Answer :
The missing z-score corresponds to the positive z-value since the shaded area is to the right of the mean. Given that the standard normal distribution is not symmetric, we use the symmetry property to find the z-score. Therefore, the missing z-score is[tex]\(\boxed{\text{d) } 0.96}\).[/tex]
Calculate the missing z-score:
Given:
Shaded area = 0.4609
Given z-score = 0.06
First, we find the complementary area:
Complementary area = 1 - Shaded area = 1 - 0.4609 = 0.5391
Next, we find the z-score corresponding to the complementary area. We consult a standard normal distribution table or use a calculator to find the z-score corresponding to the cumulative probability of 0.5391.
Upon calculation, we find the z-score corresponding to the cumulative probability of 0.5391 is approximately 0.96.
Since the given z-score is positive (0.06), the missing z-score should also be positive.
Therefore, the missing z-score is 0.96.
To find the missing z-score, we begin by determining the complementary area to the shaded region in the standard normal distribution. Since the shaded area is given as 0.4609, we subtract this value from 1 to obtain the complementary area, which is 0.5391.

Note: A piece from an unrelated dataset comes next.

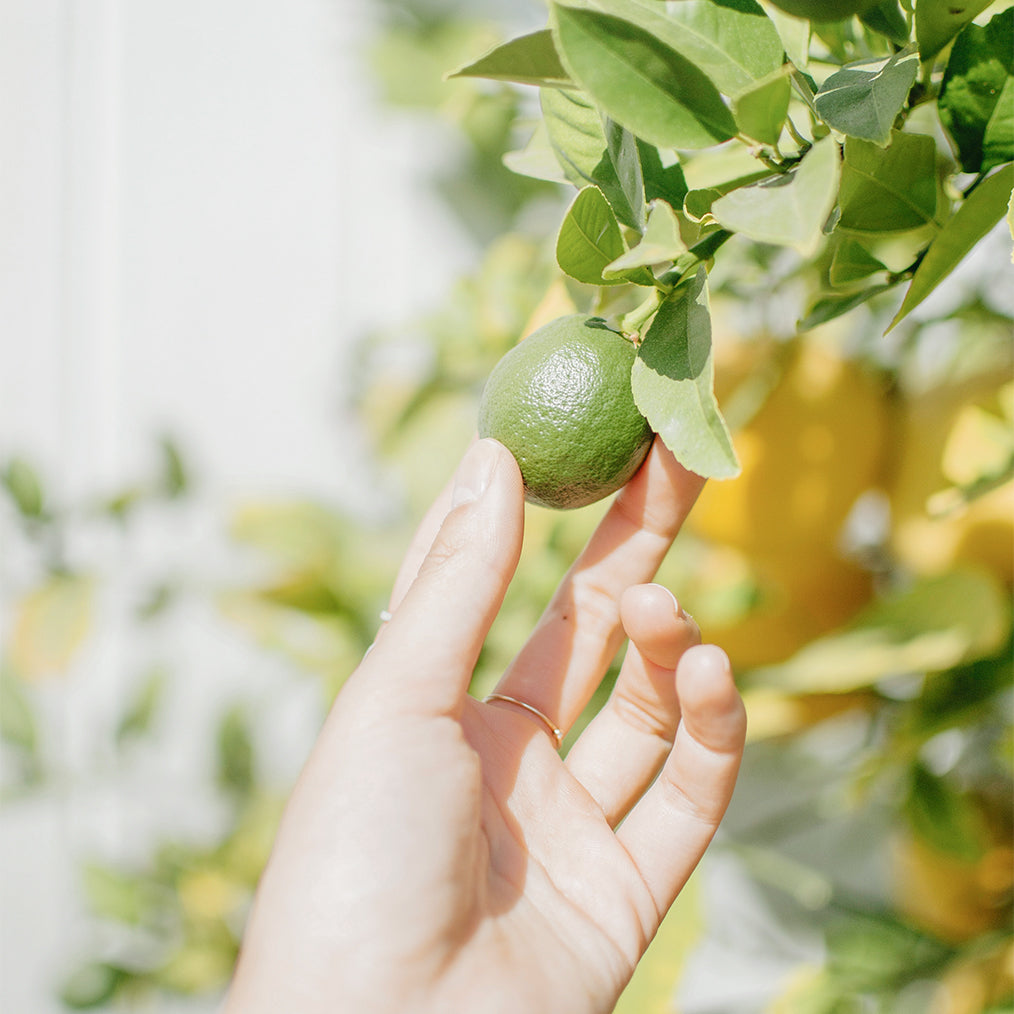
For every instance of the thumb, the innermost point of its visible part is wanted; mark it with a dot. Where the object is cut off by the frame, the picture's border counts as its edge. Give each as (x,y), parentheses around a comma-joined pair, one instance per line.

Next, we locate the z-score corresponding to this complementary area using a standard normal distribution table or a calculator. The z-score corresponding to the cumulative probability of 0.5391 is approximately 0.96.
Given that the given z-score is positive (0.06), we infer that the missing z-score should also be positive. Therefore, the missing z-score is 0.96. This process involves understanding the relationship between cumulative probabilities and z-scores in the standard normal distribution, allowing us to find the missing z-score accurately.
It highlights the importance of utilizing statistical tools and concepts to analyze and interpret data effectively in various fields such as finance, science, and engineering.